SEVENTEENTH AND EIGHTEENTH CENTURIES.

SELECTED FROM OUR NATIONAL MUSEUMS.


In preparing a short sketch of a large and complicated subject it is difficult to judge which
points will be the most useful to students, and I can only hope to suggest a method of study
which can be worked out by those who desire to possess a fuller knowledge of the styles which
prevailed during the reigns of Louis XIV., XV. and XVI.
Firstly. Read the contemporary history.
Secondly. Make a list of the leading architects and sculptors of each reign, noting any
information that is obtainable about them.

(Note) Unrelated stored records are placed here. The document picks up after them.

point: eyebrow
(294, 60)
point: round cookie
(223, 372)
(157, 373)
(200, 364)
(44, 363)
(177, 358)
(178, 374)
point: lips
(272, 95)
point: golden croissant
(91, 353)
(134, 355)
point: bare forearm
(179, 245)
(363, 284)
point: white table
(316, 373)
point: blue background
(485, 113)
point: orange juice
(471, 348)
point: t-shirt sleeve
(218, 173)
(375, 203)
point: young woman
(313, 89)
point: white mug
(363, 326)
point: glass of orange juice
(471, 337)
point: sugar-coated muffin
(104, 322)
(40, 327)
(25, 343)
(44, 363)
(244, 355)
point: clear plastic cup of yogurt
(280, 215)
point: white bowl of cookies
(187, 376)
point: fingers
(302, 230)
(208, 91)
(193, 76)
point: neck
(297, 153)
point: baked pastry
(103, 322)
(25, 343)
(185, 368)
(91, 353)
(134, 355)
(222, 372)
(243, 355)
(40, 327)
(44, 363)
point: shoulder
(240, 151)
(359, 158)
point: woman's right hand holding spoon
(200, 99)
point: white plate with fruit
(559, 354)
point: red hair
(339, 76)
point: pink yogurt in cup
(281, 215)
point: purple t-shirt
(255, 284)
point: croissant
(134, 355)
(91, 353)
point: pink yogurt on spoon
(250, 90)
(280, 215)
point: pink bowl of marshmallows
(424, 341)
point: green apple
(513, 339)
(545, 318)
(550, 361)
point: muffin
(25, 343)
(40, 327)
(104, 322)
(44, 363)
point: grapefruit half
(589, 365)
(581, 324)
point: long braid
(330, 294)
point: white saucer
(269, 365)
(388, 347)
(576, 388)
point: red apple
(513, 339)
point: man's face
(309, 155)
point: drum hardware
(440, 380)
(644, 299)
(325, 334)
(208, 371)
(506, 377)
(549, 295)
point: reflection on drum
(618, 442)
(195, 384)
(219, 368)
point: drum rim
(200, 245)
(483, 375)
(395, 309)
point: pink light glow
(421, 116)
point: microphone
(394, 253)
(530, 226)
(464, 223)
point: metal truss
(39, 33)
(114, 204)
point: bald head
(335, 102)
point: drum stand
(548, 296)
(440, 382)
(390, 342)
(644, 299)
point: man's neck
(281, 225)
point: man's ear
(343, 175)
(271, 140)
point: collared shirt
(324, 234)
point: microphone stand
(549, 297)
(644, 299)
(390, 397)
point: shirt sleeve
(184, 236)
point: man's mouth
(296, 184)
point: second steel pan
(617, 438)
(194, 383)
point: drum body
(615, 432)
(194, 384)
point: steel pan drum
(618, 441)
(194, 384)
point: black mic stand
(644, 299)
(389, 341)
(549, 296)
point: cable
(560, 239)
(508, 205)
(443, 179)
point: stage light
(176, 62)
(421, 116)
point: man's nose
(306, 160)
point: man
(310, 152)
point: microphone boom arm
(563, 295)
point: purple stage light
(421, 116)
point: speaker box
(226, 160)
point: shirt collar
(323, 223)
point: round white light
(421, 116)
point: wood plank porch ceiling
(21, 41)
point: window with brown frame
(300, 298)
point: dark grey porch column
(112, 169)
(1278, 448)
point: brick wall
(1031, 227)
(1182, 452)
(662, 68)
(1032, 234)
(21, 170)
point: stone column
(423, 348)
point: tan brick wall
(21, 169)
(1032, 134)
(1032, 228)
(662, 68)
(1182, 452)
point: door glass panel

Thirdly. Consult the best books giving illustrations of the various styles, with the
designs of some of the well known men, and examine the characteristics of each.
No books or illustrations, however, can supply the knowledge to be gained from a study
of the buildings themselves, and nowhere can the architecture and the interior decorations of
these periods be better studied than at the palace of Versailles and the “ Grand ” and “ Petit
Trianon.”
A hunting box built at Versailles by Louis XIII. in 1632, formed the nucleus of the
palace, which was begun in 1661 from plans supplied by the architect Le Vau. He was
succeeded in 1670 by Jean Hardouin Mansart, who completed the building in 1680, although
the king had taken up his residence there in 1672. In 1699 Mansart began the chapel, which
was finished by Robert de Cotte in 1710. The theatre was built by J. A. Gabriel, 1753-70,
and also part of the wing near the chapel, including the royal banqueting room. The whole
of the interior was completely rearranged and redecorated under Louis Philippe, when a great
deal of the carved wood panelling was taken down.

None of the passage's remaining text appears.